4.3. Statistical Analysis
The population was described using numbers and percentages for categorical variables, and medians and inter-quartile ranges for continuous variables. OS and PFS were estimated on Kaplan–Meier plots.
To mitigate the impact of the immortal-time bias in the measurement of RDI, a landmark approach was employed to assess the evolution of RDI over time, whereby subjects who failed prior to a given landmark were excluded from the analysis. We considered landmarks at 30 days, 90 days, 180 days and 1 year.
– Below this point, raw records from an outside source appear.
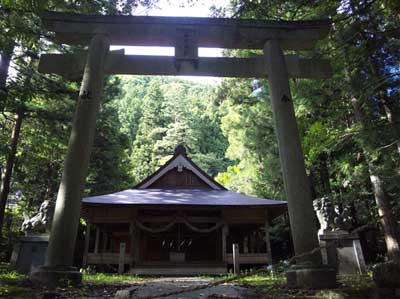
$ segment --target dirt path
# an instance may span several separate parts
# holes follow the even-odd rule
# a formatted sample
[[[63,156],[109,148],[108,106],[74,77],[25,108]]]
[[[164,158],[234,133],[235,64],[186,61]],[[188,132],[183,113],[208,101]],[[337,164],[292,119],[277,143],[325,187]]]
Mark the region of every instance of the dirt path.
[[[219,286],[193,291],[191,289],[204,286],[212,280],[198,277],[179,277],[179,278],[157,278],[131,288],[120,290],[116,293],[115,299],[143,298],[174,291],[187,289],[188,292],[178,295],[163,297],[165,299],[213,299],[213,298],[257,298],[252,289],[248,289],[233,284],[222,284]]]

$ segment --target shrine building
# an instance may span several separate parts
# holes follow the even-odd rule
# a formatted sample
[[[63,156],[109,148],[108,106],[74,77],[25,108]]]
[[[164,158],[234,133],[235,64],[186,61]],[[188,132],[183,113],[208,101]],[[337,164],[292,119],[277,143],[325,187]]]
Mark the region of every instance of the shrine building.
[[[83,265],[123,266],[138,275],[227,273],[232,245],[241,265],[271,264],[269,226],[285,201],[224,188],[183,146],[132,189],[86,197]]]

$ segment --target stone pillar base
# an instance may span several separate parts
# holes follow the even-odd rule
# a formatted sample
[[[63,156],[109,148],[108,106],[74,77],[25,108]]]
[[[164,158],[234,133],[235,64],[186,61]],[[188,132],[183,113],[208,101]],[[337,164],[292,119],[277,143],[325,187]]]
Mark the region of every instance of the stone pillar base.
[[[82,283],[82,273],[75,267],[40,267],[30,275],[34,283],[50,288],[79,286]]]
[[[289,288],[330,289],[335,288],[336,270],[320,266],[292,266],[286,271],[286,282]]]
[[[376,264],[372,278],[380,288],[400,288],[400,263],[388,261]]]

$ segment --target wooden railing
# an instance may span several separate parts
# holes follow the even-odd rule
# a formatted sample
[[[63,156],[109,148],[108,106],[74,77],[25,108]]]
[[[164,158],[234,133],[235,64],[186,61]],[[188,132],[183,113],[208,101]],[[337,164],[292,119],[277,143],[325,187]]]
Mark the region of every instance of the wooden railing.
[[[104,252],[104,253],[88,253],[89,265],[118,265],[119,253]],[[129,255],[124,256],[124,263],[130,264],[132,257]]]
[[[226,261],[228,264],[233,264],[232,253],[226,254]],[[269,264],[268,255],[266,253],[240,253],[240,264]]]

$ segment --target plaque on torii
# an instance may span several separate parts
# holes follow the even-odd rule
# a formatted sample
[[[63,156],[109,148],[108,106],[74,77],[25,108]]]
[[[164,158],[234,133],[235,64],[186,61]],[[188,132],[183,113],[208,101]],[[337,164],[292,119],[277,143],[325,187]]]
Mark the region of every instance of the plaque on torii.
[[[175,56],[124,55],[111,51],[106,74],[212,76],[259,78],[268,76],[265,58],[199,57],[199,47],[262,50],[266,40],[277,39],[283,50],[309,50],[329,31],[328,21],[256,21],[241,19],[83,16],[46,13],[44,27],[55,40],[87,45],[96,34],[107,35],[112,45],[174,47]],[[323,79],[331,76],[328,60],[285,56],[290,78]],[[65,78],[82,76],[85,54],[44,54],[39,71]]]
[[[329,288],[335,269],[322,266],[309,180],[296,123],[289,78],[325,79],[329,61],[284,55],[310,50],[326,37],[330,21],[259,21],[218,18],[76,15],[48,12],[45,29],[55,41],[89,45],[80,54],[43,54],[39,71],[79,79],[82,84],[52,223],[46,264],[32,274],[47,285],[79,283],[72,265],[79,212],[106,74],[268,78],[275,131],[297,265],[289,287]],[[110,45],[174,47],[175,56],[125,55]],[[199,57],[198,48],[253,49],[248,58]],[[82,76],[83,74],[83,76]]]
Because RDI was not normally distributed, the Friedman test was used to compare RDI at 30 days, 90 days and 180 days for patients at the landmark of 180 days.
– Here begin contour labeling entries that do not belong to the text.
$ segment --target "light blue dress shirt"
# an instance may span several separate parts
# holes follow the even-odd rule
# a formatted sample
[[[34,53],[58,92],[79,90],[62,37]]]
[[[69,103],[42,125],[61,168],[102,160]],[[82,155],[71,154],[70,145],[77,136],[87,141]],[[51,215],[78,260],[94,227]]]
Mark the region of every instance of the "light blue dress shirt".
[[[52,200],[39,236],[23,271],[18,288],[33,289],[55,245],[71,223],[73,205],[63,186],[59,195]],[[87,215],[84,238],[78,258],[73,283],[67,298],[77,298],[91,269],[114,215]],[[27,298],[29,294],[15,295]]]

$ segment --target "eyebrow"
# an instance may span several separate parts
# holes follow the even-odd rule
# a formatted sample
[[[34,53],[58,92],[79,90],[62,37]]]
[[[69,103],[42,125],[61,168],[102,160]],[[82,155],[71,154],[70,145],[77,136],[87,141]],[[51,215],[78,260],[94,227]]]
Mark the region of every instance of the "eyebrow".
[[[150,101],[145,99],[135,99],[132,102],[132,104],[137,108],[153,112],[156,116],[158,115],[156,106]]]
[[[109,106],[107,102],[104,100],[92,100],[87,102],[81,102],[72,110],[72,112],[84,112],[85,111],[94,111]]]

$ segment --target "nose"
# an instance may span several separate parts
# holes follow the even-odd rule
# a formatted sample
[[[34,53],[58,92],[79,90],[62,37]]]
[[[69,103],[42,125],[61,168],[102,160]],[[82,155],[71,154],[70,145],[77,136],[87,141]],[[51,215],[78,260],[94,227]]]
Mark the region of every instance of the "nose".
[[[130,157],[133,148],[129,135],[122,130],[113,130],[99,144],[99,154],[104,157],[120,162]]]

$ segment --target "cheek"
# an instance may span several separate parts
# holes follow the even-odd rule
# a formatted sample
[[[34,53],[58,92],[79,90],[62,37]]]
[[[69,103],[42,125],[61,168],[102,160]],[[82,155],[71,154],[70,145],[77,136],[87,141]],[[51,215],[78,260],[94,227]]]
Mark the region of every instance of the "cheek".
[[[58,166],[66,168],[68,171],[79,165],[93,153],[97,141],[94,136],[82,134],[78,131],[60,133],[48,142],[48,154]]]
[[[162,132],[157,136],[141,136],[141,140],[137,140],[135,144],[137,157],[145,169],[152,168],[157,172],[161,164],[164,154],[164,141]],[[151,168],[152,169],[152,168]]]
Associations between patient characteristics and ETT were evaluated via univariate and multivariate logistic regression with Firth’s correction to take account of the small sample sizes and low prevalence [63]. A backward procedure, based on a penalized likelihood ratio test, was used for variable selection to detect the characteristics most predictive of ETT. The variables of interest comprised age, gender, living alone or not, CCI, polypharmacy (>5 medications), CAM use, pathology and comorbidities including hypertension and cardiovascular disease. A linear effect was considered for age and CCI. All tests were 2-sided, with p < 0.05 considered significant. Analyses were performed on R 4.0.3 software with the logistf package for logistic regression with Firth’s correction.
5. Conclusions
Patient education and multidisciplinary follow-up should be the gold standard for patients receiving OADs to ensure drug safety and risk management in clinical practice. RDI appears to be a reliable clinical quality indicator for treatment exposure, and can be used to assess the follow-up, as well as offering a predictive factor for early treatment termination, similar to age, gender, hematological malignancy, and Charlson Comorbidity Index. RDI provides real-life data on efficacy, dose reduction and treatment interruption or cessation; it is thus of interest for clinicians and health decision-makers. This model could be further extended to other chronic diseases requiring long-term oral medication. Although this study is monocentric and focuses on patients with hematological malignancies, Oncoral follow-up is being developed in this center for patients with all types of cancer (hematological malignancies and solid tumors), and is already being used as a model in a French national experiment involving 41 centers, for which the resources in terms of pharmacists and nurses are still being financed, which remains a necessary condition for the geographical extension of this type of program [64]. A medico-economic study is currently being carried out to evaluate the follow-up [61]. In addition, further research is needed to offer this assessment to other centers, both as part of routine care and as part of clinical trials, in order to harmonize practice and move towards a standard of care. Patients enrolled in clinical trials were not eligible for Oncoral follow-up for regulatory reasons, and a method for the multidisciplinary follow-up of clinical trial patients is being developed [65].